The recent decline in bank stocks is a reversal of fortune for a sector that had enjoyed some success in the months after the terrorist attacks despite struggles at the biggest banks, Citigroup Inc. and J.P. Morgan Chase & Co., whose ties to corporate scandals were under scrutiny even as their loans to major corporations went south.

The Fed’s slashing of interest rates after the attacks allowed banks to cut rates on deposits just as huge sums were flowing out of the stock markets and into the safety of insured bank accounts. That pool of cheap funds propped up earnings despite rising delinquencies in commercial loans.

But as talk of yet another Fed rate cut continues, there’s no room to push deposit rates lower, and many banks are seeing large lending “spreads” shrink as their loan rates decline.
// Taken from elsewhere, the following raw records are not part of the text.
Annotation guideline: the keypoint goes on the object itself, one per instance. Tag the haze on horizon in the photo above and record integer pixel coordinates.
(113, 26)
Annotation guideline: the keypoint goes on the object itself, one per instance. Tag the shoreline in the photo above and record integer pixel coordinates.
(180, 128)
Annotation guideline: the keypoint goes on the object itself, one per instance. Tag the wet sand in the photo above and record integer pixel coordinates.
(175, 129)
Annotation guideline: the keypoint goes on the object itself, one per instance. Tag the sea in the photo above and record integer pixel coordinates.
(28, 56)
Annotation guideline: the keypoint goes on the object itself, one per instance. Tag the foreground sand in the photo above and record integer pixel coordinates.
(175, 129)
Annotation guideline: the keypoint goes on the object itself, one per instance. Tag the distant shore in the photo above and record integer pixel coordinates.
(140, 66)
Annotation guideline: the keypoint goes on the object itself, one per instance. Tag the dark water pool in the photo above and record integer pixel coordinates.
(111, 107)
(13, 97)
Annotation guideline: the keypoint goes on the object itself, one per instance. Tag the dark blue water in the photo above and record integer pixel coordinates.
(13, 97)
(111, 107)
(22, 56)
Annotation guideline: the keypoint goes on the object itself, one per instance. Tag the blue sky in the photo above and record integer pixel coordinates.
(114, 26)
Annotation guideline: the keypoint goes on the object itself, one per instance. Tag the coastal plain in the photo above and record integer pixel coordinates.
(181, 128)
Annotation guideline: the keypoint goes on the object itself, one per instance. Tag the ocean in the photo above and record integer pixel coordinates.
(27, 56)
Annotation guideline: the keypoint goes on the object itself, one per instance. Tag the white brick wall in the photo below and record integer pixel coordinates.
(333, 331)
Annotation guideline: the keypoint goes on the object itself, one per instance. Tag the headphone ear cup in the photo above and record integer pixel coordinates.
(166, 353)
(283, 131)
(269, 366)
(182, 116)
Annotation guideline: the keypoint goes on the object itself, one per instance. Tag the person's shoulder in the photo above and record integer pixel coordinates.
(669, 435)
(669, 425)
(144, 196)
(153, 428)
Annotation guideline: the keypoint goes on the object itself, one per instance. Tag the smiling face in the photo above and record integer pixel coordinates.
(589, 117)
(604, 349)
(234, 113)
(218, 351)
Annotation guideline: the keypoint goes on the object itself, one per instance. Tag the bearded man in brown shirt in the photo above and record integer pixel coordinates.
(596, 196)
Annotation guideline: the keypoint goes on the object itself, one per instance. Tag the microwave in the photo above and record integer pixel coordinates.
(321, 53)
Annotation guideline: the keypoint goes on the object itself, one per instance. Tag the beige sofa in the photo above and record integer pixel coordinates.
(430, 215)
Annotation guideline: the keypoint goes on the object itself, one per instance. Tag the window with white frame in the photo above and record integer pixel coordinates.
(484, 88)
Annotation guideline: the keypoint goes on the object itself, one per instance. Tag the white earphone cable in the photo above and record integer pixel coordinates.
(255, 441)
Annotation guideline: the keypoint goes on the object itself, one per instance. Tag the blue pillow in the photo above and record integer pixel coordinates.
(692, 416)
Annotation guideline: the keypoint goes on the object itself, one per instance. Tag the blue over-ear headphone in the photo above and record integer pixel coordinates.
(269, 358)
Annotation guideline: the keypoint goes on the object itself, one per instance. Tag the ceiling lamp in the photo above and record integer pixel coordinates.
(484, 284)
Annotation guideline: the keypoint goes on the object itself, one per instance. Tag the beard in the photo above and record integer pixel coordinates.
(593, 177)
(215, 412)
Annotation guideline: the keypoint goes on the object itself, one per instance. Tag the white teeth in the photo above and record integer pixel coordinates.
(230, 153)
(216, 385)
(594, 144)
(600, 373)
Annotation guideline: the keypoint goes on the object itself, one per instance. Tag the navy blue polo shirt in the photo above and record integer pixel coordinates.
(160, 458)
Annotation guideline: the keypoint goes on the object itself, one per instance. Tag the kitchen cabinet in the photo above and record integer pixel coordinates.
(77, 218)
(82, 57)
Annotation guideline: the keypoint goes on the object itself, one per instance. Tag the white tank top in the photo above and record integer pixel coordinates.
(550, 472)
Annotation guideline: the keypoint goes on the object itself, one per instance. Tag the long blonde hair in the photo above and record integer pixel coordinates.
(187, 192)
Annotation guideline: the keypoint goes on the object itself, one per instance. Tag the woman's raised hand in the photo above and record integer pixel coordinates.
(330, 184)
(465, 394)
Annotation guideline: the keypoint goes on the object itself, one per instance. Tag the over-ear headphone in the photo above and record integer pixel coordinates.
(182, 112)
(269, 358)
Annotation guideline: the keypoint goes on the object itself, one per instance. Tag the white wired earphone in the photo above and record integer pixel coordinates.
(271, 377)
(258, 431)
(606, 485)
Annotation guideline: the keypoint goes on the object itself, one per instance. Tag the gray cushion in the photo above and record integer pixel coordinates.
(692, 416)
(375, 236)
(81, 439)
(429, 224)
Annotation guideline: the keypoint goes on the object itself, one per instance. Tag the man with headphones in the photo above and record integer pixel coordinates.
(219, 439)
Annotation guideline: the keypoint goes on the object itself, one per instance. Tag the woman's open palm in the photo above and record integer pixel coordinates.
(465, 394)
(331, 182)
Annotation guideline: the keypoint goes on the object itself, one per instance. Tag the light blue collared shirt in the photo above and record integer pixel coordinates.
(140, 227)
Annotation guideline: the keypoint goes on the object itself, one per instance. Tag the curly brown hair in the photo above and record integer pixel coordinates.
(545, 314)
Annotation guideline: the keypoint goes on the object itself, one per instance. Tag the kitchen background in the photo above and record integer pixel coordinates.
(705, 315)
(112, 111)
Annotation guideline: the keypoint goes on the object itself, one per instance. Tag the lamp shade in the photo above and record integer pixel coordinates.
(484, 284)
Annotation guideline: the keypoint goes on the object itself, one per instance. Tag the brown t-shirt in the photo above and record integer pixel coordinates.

“Interest rates going lower is not good for us,” James Hance, Bank of America Corp. chief financial officer, said in a recent interview. “They’re already too low. We would be better served profit-wise if interest rates were higher, because the cost of funds can’t go any lower.”

Ely said the fall in bank stocks could allow San Francisco-based Wells Fargo & Co. to expand to the East Coast by acquiring weaker institutions. Wells is one of the few banks whose shares are still in the black for the year--up 3.7% as of Friday.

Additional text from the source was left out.